As shown in FIG. 9, the phase control unit 53 comprises a dq transformer 61 for converting three-phase voltages detected by the voltage detector 48 b into dq coordinate components based on a phase θ′ in the inverter apparatus, and a phase adjuster 62 for adjusting the phase θ′ in the inverter apparatus by a feedback control in order to eliminate a d-axis component Vd′ transformed by the dq transformer 61. The phase adjuster 62 includes a PI (Proportional plus Integral) processor 63 for adjusting the phase θ′ to eliminate the d-axis component Vd′ as an error phase difference ε.

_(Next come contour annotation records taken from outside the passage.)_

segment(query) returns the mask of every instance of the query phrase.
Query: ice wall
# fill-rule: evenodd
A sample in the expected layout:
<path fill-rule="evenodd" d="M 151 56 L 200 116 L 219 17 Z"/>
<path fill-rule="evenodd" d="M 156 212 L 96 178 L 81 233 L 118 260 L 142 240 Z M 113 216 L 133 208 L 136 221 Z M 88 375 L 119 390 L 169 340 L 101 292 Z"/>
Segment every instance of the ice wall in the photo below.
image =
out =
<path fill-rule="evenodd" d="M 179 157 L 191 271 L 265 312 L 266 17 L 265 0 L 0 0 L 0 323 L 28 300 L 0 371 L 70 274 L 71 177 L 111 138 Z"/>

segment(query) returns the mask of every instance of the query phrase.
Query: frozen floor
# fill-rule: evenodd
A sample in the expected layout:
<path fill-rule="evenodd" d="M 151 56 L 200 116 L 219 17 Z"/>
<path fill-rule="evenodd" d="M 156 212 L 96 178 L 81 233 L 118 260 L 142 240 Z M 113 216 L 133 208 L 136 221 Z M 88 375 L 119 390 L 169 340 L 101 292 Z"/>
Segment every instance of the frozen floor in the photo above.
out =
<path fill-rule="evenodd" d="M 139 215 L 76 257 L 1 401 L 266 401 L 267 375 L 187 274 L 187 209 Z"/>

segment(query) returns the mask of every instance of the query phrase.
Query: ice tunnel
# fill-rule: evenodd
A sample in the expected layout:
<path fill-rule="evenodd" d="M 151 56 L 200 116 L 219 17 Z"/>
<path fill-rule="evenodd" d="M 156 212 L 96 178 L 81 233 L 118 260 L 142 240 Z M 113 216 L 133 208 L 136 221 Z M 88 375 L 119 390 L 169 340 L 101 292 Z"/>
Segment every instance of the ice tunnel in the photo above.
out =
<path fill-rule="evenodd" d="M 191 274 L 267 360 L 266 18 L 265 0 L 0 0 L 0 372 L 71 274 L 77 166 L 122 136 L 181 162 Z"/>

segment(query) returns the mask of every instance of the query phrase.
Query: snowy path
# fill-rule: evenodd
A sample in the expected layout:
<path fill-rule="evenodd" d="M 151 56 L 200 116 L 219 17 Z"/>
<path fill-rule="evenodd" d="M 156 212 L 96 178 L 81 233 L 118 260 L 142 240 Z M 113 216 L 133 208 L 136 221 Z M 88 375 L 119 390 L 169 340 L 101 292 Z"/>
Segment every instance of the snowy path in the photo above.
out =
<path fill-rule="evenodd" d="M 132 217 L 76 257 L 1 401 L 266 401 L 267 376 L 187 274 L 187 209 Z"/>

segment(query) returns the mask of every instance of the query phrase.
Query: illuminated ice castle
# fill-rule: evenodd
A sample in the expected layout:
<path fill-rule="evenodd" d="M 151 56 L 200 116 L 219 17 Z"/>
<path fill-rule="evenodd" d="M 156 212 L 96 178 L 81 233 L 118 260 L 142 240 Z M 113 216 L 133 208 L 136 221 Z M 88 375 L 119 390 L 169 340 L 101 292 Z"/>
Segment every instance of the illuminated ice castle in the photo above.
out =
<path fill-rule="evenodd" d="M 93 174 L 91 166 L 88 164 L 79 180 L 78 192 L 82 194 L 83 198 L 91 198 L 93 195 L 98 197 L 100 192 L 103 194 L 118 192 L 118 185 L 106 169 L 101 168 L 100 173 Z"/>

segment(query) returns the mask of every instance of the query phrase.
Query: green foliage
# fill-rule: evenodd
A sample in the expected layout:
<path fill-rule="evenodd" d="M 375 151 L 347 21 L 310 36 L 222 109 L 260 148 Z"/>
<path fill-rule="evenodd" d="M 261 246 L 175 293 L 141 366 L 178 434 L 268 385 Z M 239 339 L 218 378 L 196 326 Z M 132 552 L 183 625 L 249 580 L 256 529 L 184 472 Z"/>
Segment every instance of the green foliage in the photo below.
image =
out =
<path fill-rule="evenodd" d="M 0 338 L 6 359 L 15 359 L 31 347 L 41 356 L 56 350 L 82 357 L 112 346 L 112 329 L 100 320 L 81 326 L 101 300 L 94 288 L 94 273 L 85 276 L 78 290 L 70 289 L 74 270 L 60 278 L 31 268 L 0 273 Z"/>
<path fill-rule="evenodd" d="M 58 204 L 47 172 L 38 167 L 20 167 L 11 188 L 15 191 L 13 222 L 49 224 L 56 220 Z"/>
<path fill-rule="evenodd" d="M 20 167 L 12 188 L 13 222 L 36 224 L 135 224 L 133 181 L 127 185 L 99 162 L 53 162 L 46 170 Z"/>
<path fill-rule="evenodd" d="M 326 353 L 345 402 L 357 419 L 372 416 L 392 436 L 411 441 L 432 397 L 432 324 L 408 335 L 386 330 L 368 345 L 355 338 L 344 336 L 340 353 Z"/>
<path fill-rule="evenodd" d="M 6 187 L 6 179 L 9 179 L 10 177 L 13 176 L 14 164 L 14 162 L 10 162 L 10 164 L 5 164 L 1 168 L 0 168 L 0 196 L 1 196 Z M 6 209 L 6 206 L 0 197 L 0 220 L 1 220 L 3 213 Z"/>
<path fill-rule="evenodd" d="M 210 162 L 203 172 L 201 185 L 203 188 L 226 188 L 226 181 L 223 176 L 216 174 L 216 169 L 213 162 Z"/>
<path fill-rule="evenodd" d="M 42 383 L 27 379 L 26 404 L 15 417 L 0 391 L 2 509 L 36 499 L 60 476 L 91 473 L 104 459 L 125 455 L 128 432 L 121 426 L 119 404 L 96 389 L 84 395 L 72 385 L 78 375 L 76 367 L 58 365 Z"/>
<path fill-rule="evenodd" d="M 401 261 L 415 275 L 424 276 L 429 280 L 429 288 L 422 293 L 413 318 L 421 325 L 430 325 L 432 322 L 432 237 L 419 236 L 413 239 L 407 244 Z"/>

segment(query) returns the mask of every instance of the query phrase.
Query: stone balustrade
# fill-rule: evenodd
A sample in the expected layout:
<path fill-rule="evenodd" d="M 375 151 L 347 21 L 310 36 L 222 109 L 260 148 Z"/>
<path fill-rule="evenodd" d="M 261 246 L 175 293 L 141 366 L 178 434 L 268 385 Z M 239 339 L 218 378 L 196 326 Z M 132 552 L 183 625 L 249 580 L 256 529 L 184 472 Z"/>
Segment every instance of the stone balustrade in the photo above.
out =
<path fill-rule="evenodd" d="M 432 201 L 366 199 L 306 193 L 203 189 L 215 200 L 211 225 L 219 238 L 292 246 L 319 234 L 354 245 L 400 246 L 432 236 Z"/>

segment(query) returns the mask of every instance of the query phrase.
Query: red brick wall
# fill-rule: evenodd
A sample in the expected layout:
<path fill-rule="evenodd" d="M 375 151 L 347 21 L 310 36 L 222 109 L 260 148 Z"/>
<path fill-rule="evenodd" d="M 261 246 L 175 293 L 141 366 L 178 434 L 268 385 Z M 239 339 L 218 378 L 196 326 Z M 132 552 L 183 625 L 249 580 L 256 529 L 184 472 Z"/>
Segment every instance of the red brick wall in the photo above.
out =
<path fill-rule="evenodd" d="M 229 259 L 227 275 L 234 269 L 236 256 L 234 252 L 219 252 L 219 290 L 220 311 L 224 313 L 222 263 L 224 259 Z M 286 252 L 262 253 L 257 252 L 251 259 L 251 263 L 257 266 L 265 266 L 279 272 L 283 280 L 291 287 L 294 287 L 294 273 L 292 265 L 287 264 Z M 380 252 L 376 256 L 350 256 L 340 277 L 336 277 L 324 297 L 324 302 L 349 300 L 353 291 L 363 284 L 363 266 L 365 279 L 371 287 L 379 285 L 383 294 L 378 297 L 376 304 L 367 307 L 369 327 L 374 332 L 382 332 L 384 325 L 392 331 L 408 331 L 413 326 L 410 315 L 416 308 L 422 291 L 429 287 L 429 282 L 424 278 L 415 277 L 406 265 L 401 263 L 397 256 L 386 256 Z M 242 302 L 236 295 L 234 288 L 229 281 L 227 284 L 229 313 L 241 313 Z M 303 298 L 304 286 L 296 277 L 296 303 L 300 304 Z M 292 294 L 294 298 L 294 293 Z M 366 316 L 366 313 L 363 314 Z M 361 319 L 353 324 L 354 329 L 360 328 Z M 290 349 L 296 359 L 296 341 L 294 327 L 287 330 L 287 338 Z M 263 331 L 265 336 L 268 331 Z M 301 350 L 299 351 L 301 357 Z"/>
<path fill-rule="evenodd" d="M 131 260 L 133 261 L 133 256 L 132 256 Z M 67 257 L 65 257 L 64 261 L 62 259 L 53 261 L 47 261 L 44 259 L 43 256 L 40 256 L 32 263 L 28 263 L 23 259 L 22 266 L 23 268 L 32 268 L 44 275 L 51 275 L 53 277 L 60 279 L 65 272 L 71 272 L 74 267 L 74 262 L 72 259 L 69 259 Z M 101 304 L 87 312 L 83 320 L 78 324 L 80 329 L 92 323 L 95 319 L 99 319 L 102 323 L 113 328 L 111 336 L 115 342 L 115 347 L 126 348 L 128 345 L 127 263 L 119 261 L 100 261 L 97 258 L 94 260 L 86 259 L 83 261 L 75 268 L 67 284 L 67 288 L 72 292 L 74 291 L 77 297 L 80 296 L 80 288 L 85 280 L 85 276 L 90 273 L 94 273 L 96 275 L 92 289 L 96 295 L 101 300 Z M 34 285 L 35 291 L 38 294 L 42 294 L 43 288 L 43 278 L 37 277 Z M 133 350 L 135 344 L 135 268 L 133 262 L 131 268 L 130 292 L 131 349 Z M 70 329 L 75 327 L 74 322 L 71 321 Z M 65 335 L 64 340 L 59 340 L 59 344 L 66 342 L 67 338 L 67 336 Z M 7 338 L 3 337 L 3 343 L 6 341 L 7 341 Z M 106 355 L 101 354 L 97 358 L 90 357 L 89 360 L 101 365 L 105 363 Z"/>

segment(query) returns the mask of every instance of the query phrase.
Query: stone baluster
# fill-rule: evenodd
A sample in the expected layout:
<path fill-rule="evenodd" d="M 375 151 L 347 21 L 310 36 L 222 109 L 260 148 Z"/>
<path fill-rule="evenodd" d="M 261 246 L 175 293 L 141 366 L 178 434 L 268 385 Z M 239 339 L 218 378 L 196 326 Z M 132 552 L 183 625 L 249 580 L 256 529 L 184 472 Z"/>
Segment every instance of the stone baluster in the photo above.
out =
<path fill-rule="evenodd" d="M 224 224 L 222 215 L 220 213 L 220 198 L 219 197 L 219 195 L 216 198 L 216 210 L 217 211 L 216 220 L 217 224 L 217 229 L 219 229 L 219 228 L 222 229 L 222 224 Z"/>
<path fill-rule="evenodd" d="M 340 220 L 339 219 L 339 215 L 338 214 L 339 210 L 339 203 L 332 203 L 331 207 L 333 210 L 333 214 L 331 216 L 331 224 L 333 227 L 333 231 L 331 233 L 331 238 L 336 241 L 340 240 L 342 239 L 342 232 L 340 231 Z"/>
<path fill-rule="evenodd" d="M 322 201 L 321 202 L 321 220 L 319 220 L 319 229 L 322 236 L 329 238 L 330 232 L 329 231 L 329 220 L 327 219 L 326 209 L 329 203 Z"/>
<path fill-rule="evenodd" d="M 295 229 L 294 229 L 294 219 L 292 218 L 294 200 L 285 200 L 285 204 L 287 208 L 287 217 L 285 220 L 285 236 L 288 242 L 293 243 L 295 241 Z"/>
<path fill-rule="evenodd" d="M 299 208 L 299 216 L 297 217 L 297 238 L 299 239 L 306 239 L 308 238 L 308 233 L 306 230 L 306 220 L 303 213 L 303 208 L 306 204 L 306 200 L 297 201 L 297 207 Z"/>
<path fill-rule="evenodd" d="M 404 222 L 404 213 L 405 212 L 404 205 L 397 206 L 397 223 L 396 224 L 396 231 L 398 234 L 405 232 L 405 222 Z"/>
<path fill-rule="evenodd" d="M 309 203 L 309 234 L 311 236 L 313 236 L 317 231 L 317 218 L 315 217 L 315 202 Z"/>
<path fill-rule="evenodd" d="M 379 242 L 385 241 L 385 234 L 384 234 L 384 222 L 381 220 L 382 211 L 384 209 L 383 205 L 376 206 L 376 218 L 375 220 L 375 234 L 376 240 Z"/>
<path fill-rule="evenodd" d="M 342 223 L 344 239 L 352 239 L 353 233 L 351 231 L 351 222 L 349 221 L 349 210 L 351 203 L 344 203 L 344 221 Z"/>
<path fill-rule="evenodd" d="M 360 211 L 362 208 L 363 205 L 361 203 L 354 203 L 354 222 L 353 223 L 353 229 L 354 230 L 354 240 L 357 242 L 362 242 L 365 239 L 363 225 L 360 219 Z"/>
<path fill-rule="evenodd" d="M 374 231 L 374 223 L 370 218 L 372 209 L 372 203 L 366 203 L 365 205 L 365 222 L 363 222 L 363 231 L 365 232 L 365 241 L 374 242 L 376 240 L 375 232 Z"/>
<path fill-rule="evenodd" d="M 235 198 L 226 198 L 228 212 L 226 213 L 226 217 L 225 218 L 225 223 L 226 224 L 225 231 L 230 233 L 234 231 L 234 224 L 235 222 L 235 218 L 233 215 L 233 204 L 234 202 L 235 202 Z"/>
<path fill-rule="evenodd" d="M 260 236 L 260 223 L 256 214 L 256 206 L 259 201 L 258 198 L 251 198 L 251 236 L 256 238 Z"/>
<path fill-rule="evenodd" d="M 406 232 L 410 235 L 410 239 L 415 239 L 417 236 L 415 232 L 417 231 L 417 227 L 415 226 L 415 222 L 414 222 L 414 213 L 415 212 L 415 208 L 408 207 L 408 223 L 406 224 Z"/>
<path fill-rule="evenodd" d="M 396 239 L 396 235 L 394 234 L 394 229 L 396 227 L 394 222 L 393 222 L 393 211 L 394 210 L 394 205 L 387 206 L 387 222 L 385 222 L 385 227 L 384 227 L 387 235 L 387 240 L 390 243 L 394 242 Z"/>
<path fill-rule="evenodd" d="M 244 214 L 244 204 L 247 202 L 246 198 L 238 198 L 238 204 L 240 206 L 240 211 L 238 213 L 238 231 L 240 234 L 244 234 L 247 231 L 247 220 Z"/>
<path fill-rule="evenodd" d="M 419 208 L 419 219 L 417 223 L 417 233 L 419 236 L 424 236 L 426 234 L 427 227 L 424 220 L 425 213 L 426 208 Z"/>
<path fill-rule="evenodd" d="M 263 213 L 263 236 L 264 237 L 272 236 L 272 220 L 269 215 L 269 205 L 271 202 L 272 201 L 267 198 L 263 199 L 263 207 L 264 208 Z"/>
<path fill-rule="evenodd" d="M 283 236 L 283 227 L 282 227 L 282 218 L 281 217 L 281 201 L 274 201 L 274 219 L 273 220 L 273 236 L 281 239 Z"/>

Since the three-phase voltages of the power line 59 are transformed into dq coordinate components that rotate at the angular frequency in the inverter apparatus as shown in FIG. 10, if the phase θ′ (d′-q′-axis) in the inverter apparatus is in fall agreement with the phase θ (d-q-axis) of the three-phase voltage of the power line 59, then the d-axis component Vd′ produced by the dq transformation becomes zero because the three-phase voltages Vsys of the power line 59 have only a q-axis component. If there is a phase difference, then a d-axis component Vd′ having a magnitude depending on the phase difference is obtained as a calculated result.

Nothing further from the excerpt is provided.